AI is a stack. Most organizations only see the top layer.
Kevin Hein · March 2026
Founder, CRYTCL Inc. · Tirias Research Senior Analyst
The common mental model
Most organizations think of AI as a model accessed through an interface. You prompt it, it responds, you evaluate the output. That mental model is useful for early exploration. It becomes a liability when you're building something that needs to work reliably inside a real organization.
The six layers
Applications
Top layerInternal copilots, operational workflows, and domain-specific interfaces. This is what users see and interact with — but it depends entirely on everything below it.
Agents
Layer 5Orchestrated reasoning systems with tools, controls, and bounded autonomy. Agents are only as reliable as the knowledge and data they have access to.
Knowledge Infrastructure
Layer 4RAG architecture, semantic search, knowledge graphs, and memory systems. This is the layer that connects AI to your organizational context — and the one most often skipped.
Data Platform
Layer 3Pipelines, governance, source connectivity, lineage, and enterprise data shape. Clean, connected, well-governed inputs determine the ceiling on everything above.
Model Layer
Layer 2Private models, secure integration, tuning strategy, routing, and evaluation. Model selection is a real variable, but it is constrained by what the layers below provide.
Compute & Security
Bottom layerDeployment posture, access controls, isolation, observability, and risk management. The foundation everything else rests on — designed first, not retrofitted.
Why the layers matter
Each layer has dependencies on the layer below it. An agent can only reason effectively if the knowledge infrastructure gives it accurate, scoped, traceable information. Knowledge infrastructure can only retrieve accurately if the data platform gives it clean, connected, well-governed inputs. Weakness at any layer propagates upward. A sophisticated model deployed on a weak knowledge layer will produce sophisticated-sounding answers that aren't grounded in reality.
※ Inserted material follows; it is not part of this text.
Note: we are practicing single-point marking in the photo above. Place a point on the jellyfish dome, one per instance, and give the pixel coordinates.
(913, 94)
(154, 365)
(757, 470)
Where most organizations get stuck
Most organizations enter at the Application layer — they deploy a copilot or an AI interface — without having designed the layers beneath it. The application works in demos. It fails in production. The instinct is to replace the application or the model. The actual problem is one or two layers down.
The architectural principle
Treat AI like any other enterprise system: design the stack, establish the operating model, and let application decisions follow from infrastructure decisions rather than the other way around. The organizations that do this produce AI programs that compound over time. The organizations that skip it run pilots indefinitely.